Beyond historical wrongs, health care must confront present-day inequities

Illustration by Zoë Luis.

Naba Khan, Contributing Writer

The United States likes to call itself an egalitarian society — but that is a far cry from the truth, especially when it comes to health care. 

As a third-year medical student, I can personally attest to this.

When my clinical rotations began, it was a flurry of non-stop action from day one. In those first few weeks, I gleaned a great deal of wisdom through observation alone, but one of the most important lessons I learned was this: the people who tend to be the most hesitant about treatments are people of color and Black patients.

This should not come as a surprise. Throughout history, grave injustices have been carried out against the Black community by means of medical racism. 

The 1932-1937 Tuskegee Syphilis experiments deliberately left Black sharecroppers untreated and unaware of their syphilis diagnoses— even when penicillin was an available cure. 

There was the testing of gynecological surgeries on enslaved women in the 19th century.

And do not forget Henrietta Lacks and her family, who have yet to receive justice and compensation for the illegal and non-consensual use of her cervical cells in scientific research. 

VCU itself is no stranger to the historical exploitations of Black bodies: in 1994, hundreds of bones were uncovered and found in a well during the construction of a new VCU medical building. They had been grave robbed by the medical students and faculty in the mid-1800s from Black cemeteries to practice dissections.  

Virginia’s first-ever heart transplant was done at MCV and taken from Bruce Tucker, a Black construction worker who was declared brain dead. His family was never notified, and when his brother tried to sue the facility, an all-white jury ruled in favor of the surgeons.

These injuries are not confined to the recent past; they echo into the present, in which Black mothers remain disproportionately more likely to die during childbirth than their white counterparts. Where Black children are much less likely to receive opioids for pain compared to white children, even when presenting with the same level of pain.

Medicine is a profession defined by human involvement. It is also a profession liable to human error. Physicians can harbor subconscious biases and, frighteningly, those can lead to differential treatment. 

In Richmond, racial health disparities aren’t theoretical. Black residents experience higher rates of hypertension, diabetes complications, chronic obstructive pulmonary disease and stroke compared to white residents. Neighborhoods historically shaped by redlining are often associated with reduced access to preventive care and a higher utilization of the emergency department.  
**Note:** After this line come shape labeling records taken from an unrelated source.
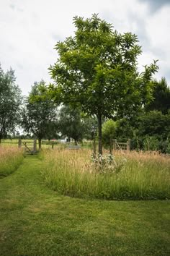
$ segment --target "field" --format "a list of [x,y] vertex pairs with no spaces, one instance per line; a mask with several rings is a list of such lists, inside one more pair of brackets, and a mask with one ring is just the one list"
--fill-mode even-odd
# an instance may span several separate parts
[[[68,154],[75,155],[79,167],[81,154],[91,163],[84,150],[56,151],[58,158],[65,152],[63,163]],[[53,157],[55,150],[50,153]],[[151,166],[158,157],[154,155]],[[27,156],[17,171],[0,179],[0,255],[170,255],[169,200],[108,201],[62,195],[45,185],[45,157]],[[148,155],[140,158],[148,161]],[[161,159],[158,168],[169,168],[169,161]]]
[[170,157],[117,151],[97,160],[87,150],[43,154],[47,185],[66,195],[107,200],[170,199]]

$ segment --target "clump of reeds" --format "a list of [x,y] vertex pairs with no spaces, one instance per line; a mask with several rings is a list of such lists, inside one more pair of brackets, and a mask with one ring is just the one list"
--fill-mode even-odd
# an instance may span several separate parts
[[0,147],[0,178],[14,171],[23,160],[23,152],[16,147]]
[[45,182],[63,195],[108,200],[170,199],[170,157],[115,152],[98,160],[88,150],[44,153]]

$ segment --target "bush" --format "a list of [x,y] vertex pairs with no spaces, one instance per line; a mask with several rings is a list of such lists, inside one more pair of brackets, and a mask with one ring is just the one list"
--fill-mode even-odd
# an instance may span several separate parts
[[0,148],[0,178],[14,172],[22,163],[23,152],[16,148]]

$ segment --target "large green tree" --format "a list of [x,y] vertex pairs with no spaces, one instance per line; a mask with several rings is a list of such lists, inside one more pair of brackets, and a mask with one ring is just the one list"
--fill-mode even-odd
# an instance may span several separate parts
[[85,129],[80,109],[71,108],[70,106],[63,106],[58,115],[58,128],[62,135],[73,139],[75,144],[81,140]]
[[22,127],[38,139],[39,149],[42,139],[50,137],[57,129],[57,106],[47,95],[42,95],[45,87],[42,80],[35,82],[22,111]]
[[75,35],[58,42],[57,62],[50,67],[55,101],[80,104],[98,119],[99,153],[102,153],[102,120],[112,115],[132,114],[150,98],[156,61],[138,72],[141,48],[130,33],[118,33],[112,25],[94,14],[75,17]]
[[4,72],[0,65],[0,142],[14,133],[19,122],[22,96],[15,80],[14,70]]

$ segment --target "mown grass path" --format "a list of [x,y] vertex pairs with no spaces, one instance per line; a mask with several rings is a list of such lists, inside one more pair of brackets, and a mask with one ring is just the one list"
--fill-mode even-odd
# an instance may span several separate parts
[[0,255],[169,255],[169,201],[71,198],[28,156],[0,179]]

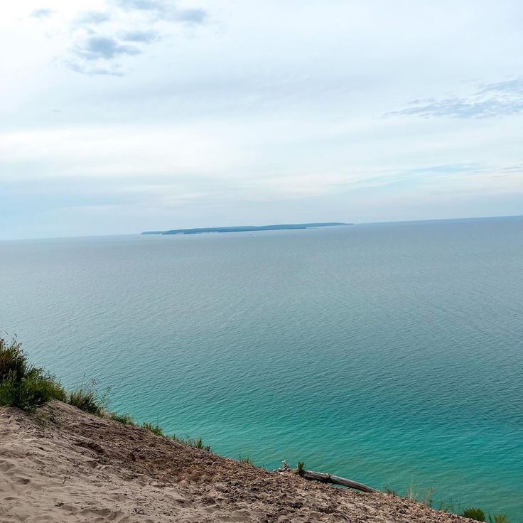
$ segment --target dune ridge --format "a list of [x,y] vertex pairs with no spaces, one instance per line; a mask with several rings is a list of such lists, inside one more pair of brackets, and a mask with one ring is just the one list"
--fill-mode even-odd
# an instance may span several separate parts
[[470,521],[383,493],[316,485],[53,401],[0,409],[0,521]]

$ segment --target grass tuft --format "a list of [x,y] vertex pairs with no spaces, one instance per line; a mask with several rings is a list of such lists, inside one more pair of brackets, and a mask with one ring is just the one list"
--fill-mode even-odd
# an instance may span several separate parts
[[156,436],[160,436],[162,438],[165,437],[165,434],[163,433],[163,429],[158,424],[153,425],[151,423],[143,423],[141,424],[142,428],[145,428],[149,432],[152,432],[153,434],[156,434]]
[[117,412],[109,412],[107,416],[113,421],[118,421],[118,423],[121,423],[122,425],[136,424],[129,414],[119,414]]
[[254,463],[252,463],[252,460],[248,455],[242,455],[240,454],[238,457],[238,461],[241,463],[247,463],[247,465],[254,465]]
[[0,338],[0,406],[33,412],[50,399],[64,401],[65,391],[54,376],[31,365],[16,338]]
[[474,519],[475,521],[487,521],[485,517],[485,512],[481,509],[477,509],[473,507],[465,509],[461,515],[465,517],[470,517],[470,519]]

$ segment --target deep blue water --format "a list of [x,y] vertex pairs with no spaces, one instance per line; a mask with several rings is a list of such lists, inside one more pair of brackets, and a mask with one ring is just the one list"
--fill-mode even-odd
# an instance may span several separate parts
[[219,453],[523,521],[523,217],[0,242],[0,328]]

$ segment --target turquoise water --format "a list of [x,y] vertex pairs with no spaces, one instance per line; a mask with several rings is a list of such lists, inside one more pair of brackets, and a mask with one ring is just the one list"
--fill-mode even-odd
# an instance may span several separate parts
[[0,328],[259,465],[523,521],[523,218],[0,242]]

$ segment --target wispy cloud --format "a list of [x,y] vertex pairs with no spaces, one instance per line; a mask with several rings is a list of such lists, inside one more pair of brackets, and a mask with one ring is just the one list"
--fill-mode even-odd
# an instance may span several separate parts
[[121,76],[122,59],[160,40],[166,23],[200,25],[206,18],[204,9],[178,9],[162,0],[112,0],[107,9],[85,11],[73,21],[74,43],[64,63],[76,72]]
[[523,80],[485,84],[468,96],[413,100],[411,105],[384,116],[471,119],[518,114],[523,112]]
[[31,18],[46,18],[50,16],[55,11],[53,9],[42,8],[36,9],[31,14]]
[[124,42],[141,42],[149,43],[158,38],[156,31],[128,31],[120,34],[120,38]]
[[107,11],[87,11],[82,13],[76,19],[79,25],[83,24],[99,24],[108,22],[111,19],[110,14]]
[[75,52],[85,60],[112,60],[120,55],[138,55],[141,51],[133,45],[122,45],[115,38],[95,34],[77,45]]

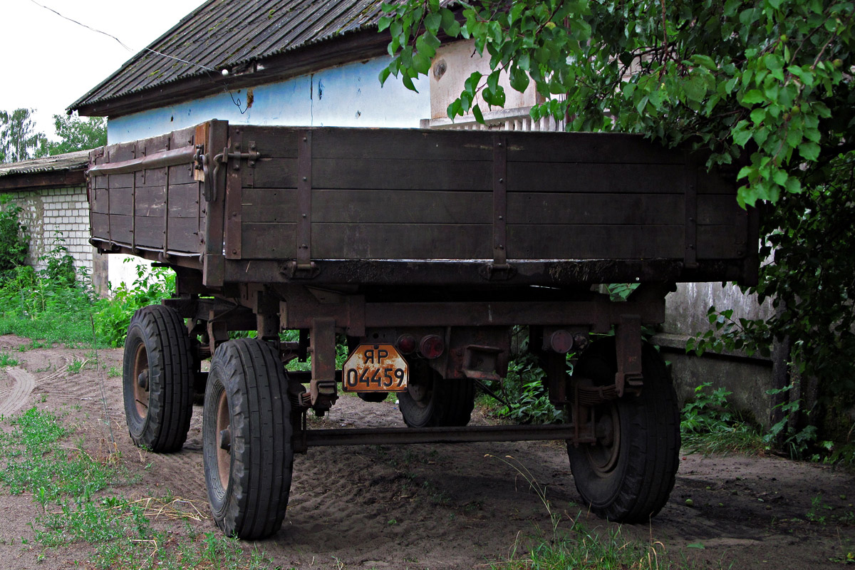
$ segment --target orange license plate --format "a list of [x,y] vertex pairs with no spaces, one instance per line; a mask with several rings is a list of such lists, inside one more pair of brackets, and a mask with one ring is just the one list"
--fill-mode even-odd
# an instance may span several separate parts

Structural racism — housing segregation, disinvestment, gentrification — determines which communities have access to primary care clinics and therefore which communities are healthier. When predominantly Black districts lose hospitals or face longer emergency wait times, that’s decades of policy manifesting into clinical reality.

One way to begin approaching this massive, tangled mess of a problem is active representation. 

The concepts of diversity and inclusion have too often been reduced to pandering buzzwords for the benefit of individual organizations, ignoring the actual benefits that these virtues accrue. In the U.S., only about 5.7% of doctors are Black, even though around 15% of the population identifies as African American. 

It’s no secret that medical education has a deep-rooted history of exclusion and racism, but it can be argued that current standards for admission are also classist. The requirements for exam prep and clinical experience are significantly harder for lower-income applicants to achieve, and typically, the cost of medical school alone is enough to weed out potential students from lower socioeconomic backgrounds. 

In a country where wealth and race are inseparable, these standards are functionally racial gatekeeping under a different name. With the limitations brought about by Trump’s One Big Beautiful Bill to student loan policies, one can only imagine the impact on applications going forward.

Black History Month invites reflection, but reflection without transformation is insufficient. The medical field must confront not only its historical transgressions, but its present-day inequities as well. 

Trust, once fractured, requires more than an apology. 

It requires accountability. 

It requires change.

It may feel futile — like we are hopelessly chipping away at a behemoth of an issue — but futility is a luxury we cannot afford right now. The systems that perpetuate inequity were not accidents of nature; they were engineered, brick by brick, policy by policy, assembled deliberately and reinforced over time. 

And anything that has been built can be rebuilt.